MK-8719, a Novel and Selective O-GlcNAcase Inhibitor That Reduces the Formation of Pathological Tau and Ameliorates Neurodegeneration in a Mouse Model of Tauopathy

by Selleckchem | Oct 31 2023

Deposition of hyperphosphorylated and aggregated tau protein in the central nervous system is characteristic of Alzheimer disease and other tauopathies. Tau is subject to O-linked N-acetylglucosamine (O-GlcNAc) modification, and O-GlcNAcylation of tau has been shown to influence tau phosphorylation and aggregation. Inhibition of O-GlcNAcase (OGA), the enzyme that removes O-GlcNAc moieties, is a novel strategy to attenuate the formation of pathologic tau. Here we described the in vitro and in vivo pharmacological properties of a novel and selective OGA inhibitor, MK-8719. In vitro, this compound is a potent inhibitor of the human OGA enzyme with comparable activity against the corresponding enzymes from mouse, rat, and dog. In vivo, oral administration of MK-8719 elevates brain and peripheral blood mononuclear cell O-GlcNAc levels in a dose-dependent manner. In addition, positron emission tomography imaging studies demonstrate robust target engagement of MK-8719 in the brains of rats and rTg4510 mice. In the rTg4510 mouse model of human tauopathy, MK-8719 significantly increases brain O-GlcNAc levels and reduces pathologic tau. The reduction in tau pathology in rTg4510 mice is accompanied by attenuation of brain atrophy, including reduction of forebrain volume loss as revealed by volumetric magnetic resonance imaging analysis. These findings suggest that OGA inhibition may reduce tau pathology in tauopathies. However, since hundreds of O-GlcNAcylated proteins may be influenced by OGA inhibition, it will be critical to understand the physiologic and toxicological consequences of chronic O-GlcNAc elevation in vivo. SIGNIFICANCE STATEMENT: MK-8719 is a novel, selective, and potent O-linked N-acetylglucosamine (O-GlcNAc)-ase (OGA) inhibitor that inhibits OGA enzyme activity across multiple species with comparable in vitro potency. In vivo, MK-8719 elevates brain O-GlcNAc levels, reduces pathological tau, and ameliorates brain atrophy in the rTg4510 mouse model of tauopathy. These findings indicate that OGA inhibition may be a promising therapeutic strategy for the treatment of Alzheimer disease and other tauopathies.

Comments:

The deposition of hyperphosphorylated and aggregated tau protein in the central nervous system is a hallmark of Alzheimer's disease and other tauopathies. Tau protein can undergo O-linked N-acetylglucosamine (O-GlcNAc) modification, and this modification has been shown to influence tau phosphorylation and aggregation. Inhibition of O-GlcNAcase (OGA), the enzyme responsible for removing O-GlcNAc moieties, has emerged as a novel approach to mitigate the formation of pathological tau.

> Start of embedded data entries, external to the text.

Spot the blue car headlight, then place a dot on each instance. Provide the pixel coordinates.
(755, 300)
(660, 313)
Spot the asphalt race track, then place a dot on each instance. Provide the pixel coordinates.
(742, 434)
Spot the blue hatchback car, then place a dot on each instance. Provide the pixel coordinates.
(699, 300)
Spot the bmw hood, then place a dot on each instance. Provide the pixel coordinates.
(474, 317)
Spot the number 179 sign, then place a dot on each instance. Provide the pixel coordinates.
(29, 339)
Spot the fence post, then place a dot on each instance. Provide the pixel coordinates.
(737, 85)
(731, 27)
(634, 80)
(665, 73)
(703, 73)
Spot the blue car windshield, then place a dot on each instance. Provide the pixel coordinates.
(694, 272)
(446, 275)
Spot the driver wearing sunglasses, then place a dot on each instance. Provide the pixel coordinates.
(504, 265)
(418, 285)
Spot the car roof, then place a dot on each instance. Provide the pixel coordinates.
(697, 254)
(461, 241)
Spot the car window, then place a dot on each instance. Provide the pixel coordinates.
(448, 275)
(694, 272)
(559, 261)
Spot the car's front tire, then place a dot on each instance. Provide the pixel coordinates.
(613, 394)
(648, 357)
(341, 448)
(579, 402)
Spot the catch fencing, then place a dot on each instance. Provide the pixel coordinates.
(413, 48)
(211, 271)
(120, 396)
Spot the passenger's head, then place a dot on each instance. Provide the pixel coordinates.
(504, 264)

In this context, a selective OGA inhibitor called MK-8719 has been investigated for its pharmacological properties both in vitro and in vivo. In vitro studies have demonstrated that MK-8719 is a potent inhibitor of human OGA enzyme activity, and it exhibits comparable activity against OGA enzymes from mouse, rat, and dog. In vivo experiments involving oral administration of MK-8719 have shown dose-dependent elevation of O-GlcNAc levels in the brain and peripheral blood mononuclear cells.

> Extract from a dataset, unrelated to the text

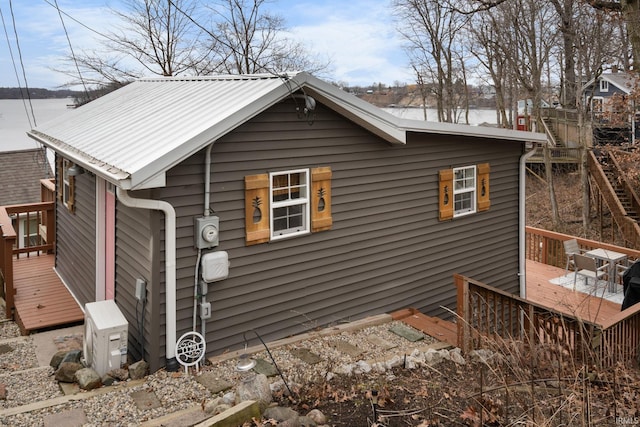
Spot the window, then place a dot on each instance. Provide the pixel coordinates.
(464, 190)
(289, 203)
(66, 186)
(604, 86)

Moreover, positron emission tomography (PET) imaging studies have provided evidence of robust target engagement of MK-8719 in the brains of rats and rTg4510 mice. The rTg4510 mouse model represents human tauopathy. In this model, MK-8719 treatment significantly increases O-GlcNAc levels in the brain and reduces the presence of pathologic tau. Furthermore, the reduction in tau pathology is accompanied by a mitigation of brain atrophy, including a decrease in forebrain volume loss as observed through volumetric magnetic resonance imaging analysis.

These findings suggest that OGA inhibition may be a promising therapeutic strategy for reducing tau pathology in tauopathies such as Alzheimer's disease. However, it is important to note that chronic elevation of O-GlcNAc levels in vivo may influence numerous other O-GlcNAcylated proteins. Therefore, it is crucial to gain a comprehensive understanding of the physiological and toxicological consequences associated with sustained O-GlcNAc elevation in order to fully assess the therapeutic potential and safety of OGA inhibition.

In summary, MK-8719, a potent and selective OGA inhibitor, demonstrates efficacy in elevating O-GlcNAc levels, reducing pathological tau, and ameliorating brain atrophy in a mouse model of tauopathy. These findings indicate that OGA inhibition holds promise as a therapeutic strategy for the treatment of Alzheimer's disease and other tauopathies.